Attorneys Snarl Over Rights to Rin Tin Tin


     LOS ANGELES (CN) – A judge will decide who owns Rin Tin Tin’s trademarks after attorneys on Tuesday argued for a dog breeder and a dog food company on one side, and a former Hollywood stuntman on the other.
     In an April 2013 lawsuit , retired stuntman Max Kleven and Rin Inc. claimed to hold exclusive intellectual property rights for Rin Tin Tin and associated film and television rights.
     They accused dog breeder Daphne Hereford, Texas-based Rin Tin Tin Inc., and pet supply company Belleair Trading International of “hijacking” the Rin Tin Tin mark after Hereford allegedly made unlawful trademark registrations to sell clothing, dog accessories, children’s books and other products.
     The $5 million lawsuit for copyright infringement, unfair competition, trademark infringement and other counts alleged that Hereford had claimed ownership of certain Rin Tin Tin marks based on breeding from a German shepherd dog that “may have been a descendant of the dog Rin Tin Tin.”
     The original Rin Tin Tin died in 1932 and was replaced by two successor dogs, Rin Tin Tin Jr. and Rin Tin Tin III.
     Hereford claims she breeds dogs descended from the canine movie star who appeared in more than 27 movies in Tinseltown. She owns a Rin Tin Tin museum with 800 pieces of memorabilia in Crockett, Texas.
     “Defendants hold a false and misguided belief that because they purchased puppies purportedly sired by Rin Tin Tin IV, which may not even be related by blood to the original Rin Tin Tin, that defendants have somehow also acquired an ownership or custodial interest in the legacy of the character Rin Tin Tin,” the lawsuit states.
     “That – and that alone – is the sum total of the ‘basis’ or defendants’ hijacking of this icon of American television, film and culture,” according to the 54-page complaint.
     In his lawsuit, Kleven said he owned the copyrights and trademarks to the “fictional” Rin Tin Tin created by the German Shepherd’s owner, Lt. Lee Duncan, who found the dog among a litter of puppies while serving in France during World War I.
     After the war, Duncan took the dog to the United States and wrote a screenplay “Where North Begins” that starred Rin Tin Tin and reportedly helped save Warner Bros. from going under. Duncan later paired up with producer Herbert Leonard to produce the 1950s television show “The Adventures of Rin Tin Tin.”
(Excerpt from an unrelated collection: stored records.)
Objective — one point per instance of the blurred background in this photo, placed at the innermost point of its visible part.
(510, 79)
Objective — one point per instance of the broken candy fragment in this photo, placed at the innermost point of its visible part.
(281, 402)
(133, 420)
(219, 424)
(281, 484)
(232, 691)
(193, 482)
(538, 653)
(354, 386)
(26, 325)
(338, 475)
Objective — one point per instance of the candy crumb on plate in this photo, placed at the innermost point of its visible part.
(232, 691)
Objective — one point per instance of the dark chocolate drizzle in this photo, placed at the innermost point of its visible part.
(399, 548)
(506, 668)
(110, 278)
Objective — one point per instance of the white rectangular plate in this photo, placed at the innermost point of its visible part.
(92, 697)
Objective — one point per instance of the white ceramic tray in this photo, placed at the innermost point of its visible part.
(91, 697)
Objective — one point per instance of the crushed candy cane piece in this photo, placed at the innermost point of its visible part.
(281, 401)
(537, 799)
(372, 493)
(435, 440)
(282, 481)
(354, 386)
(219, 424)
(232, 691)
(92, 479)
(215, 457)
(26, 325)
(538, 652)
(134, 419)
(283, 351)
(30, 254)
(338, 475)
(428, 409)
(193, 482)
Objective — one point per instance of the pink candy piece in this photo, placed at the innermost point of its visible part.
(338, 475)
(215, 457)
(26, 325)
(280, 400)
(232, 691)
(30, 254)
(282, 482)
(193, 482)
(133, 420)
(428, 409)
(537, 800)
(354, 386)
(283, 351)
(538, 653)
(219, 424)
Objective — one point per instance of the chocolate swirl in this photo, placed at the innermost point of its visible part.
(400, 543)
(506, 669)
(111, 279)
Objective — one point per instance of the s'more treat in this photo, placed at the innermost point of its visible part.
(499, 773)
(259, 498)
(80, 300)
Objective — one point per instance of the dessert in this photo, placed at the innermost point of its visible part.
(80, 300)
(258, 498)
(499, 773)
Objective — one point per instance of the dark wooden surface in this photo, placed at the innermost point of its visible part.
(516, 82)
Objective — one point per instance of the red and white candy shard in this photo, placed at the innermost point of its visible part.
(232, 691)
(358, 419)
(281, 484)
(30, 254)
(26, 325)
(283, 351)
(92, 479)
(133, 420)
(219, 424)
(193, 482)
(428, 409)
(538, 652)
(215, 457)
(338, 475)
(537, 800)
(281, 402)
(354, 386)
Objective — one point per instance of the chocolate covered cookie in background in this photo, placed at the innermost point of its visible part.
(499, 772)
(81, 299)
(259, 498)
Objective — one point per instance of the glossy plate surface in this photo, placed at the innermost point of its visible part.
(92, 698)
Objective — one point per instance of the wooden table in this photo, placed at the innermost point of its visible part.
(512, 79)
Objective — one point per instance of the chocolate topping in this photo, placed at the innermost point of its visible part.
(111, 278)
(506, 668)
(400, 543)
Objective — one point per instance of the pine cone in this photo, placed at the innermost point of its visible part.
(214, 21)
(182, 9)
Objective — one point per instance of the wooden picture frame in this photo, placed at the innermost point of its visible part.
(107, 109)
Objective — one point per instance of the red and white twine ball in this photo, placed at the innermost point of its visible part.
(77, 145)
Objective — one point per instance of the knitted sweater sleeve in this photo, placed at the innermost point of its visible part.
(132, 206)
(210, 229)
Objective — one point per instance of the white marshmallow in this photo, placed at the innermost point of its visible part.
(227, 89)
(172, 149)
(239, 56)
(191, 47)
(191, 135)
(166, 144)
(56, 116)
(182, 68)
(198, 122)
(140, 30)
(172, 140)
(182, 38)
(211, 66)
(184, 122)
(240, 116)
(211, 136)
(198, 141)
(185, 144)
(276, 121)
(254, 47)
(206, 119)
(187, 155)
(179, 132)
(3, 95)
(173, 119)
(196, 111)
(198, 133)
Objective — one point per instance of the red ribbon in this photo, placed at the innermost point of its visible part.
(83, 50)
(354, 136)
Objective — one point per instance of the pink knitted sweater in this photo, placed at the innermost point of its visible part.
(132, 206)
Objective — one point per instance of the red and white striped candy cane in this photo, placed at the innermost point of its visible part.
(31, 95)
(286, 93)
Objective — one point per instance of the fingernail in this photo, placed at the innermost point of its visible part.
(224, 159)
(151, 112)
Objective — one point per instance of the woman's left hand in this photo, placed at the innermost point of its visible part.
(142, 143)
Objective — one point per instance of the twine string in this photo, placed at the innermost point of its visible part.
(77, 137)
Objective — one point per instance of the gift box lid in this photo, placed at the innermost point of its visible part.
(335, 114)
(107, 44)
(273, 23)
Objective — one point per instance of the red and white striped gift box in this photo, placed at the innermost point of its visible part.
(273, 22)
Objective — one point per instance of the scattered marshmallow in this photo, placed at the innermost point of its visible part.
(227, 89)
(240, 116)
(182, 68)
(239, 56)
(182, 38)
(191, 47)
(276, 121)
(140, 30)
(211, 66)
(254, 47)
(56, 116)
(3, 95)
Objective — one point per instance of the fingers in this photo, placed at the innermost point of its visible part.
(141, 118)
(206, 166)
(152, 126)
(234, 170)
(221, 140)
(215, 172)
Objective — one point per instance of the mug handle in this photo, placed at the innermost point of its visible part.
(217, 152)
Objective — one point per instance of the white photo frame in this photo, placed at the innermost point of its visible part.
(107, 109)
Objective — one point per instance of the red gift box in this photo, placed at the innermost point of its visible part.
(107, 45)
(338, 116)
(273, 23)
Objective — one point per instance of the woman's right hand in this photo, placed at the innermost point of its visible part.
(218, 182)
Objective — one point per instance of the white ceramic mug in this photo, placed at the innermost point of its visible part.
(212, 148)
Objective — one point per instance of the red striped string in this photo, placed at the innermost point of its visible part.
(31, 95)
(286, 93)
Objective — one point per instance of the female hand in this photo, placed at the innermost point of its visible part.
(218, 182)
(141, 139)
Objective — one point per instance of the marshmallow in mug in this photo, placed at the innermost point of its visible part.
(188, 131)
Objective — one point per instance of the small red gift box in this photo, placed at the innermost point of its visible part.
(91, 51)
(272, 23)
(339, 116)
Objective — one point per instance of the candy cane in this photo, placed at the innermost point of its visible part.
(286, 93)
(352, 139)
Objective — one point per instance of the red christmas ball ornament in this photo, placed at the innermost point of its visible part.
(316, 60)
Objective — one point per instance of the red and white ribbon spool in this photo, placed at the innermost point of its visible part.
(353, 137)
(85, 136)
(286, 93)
     After Duncan died his wife handed over all the rights to Leonard. He was diagnosed with cancer in 2002, and assigned his rights and trademarks to Rin Tin Tin to Kleven, a friend and stuntman who had appeared in “The Adventures of Rin Tin Tin.”
     With U.S. District Judge Andre Birotte presiding on Tuesday, Belleair Trading International’s Dwight Erickson, 66, was questioned by Kleven’s attorney Kirk M. Hallam.
     The attorney tried to make clear that Belleair had sold dog food and treats by exploiting the fictional Rin Tin Tin character.
     Erickson confirmed during the hearing that he had first become interested in the Rin Tin Tin character after reading Susan Orlean’s nonfiction bestseller “Rin Tin Tin: The Life and the Legend.”
     “It occurred to me that the colorful history of this lucky and talented dog might provide an attractive back-story to a brand of high-quality dog foods,” he said in a sworn declaration for the case.
     In that declaration, Erickson said he contacted Hereford after seeing her website online and inquired about the marks, ultimately entering into a merchandising deal.
     After showing the court exhibits that featured copy on Belleair’s dog treat packaging, Hallam asked: “You want buyers or potential buyers of your Rin Tin Tin dog treats to know that Rin Tin Tin starred in the television series called ‘The Adventures of Rin Tin Tin,’ correct?”
     “I wanted them to know of the legacy that we’ve outlined in this narrative,” Erickson said. “Part of that is the television series that appeared during that period.”
     Later Tuesday morning, defendants’ attorney Lora M. Friedemann cross-examined former attorney James P. Tierney, who had represented Leonard in his ongoing litigation with Hereford that created three lawsuits
     At one point, Friedemann asserted that a 2006 settlement between Leonard and Hereford gave Hereford the right to use the mark.
     “That settlement consents to then to Ms. Hereford’s continued use of the Rin Tin Tin mark,” Friedemann said to Tierney.
     “No it doesn’t,” Tierney replied.
     The attorneys told Courthouse News that the bench trial would be finished by the end of the day.
     Judge Birotte is expected to rule after the parties submit final briefs.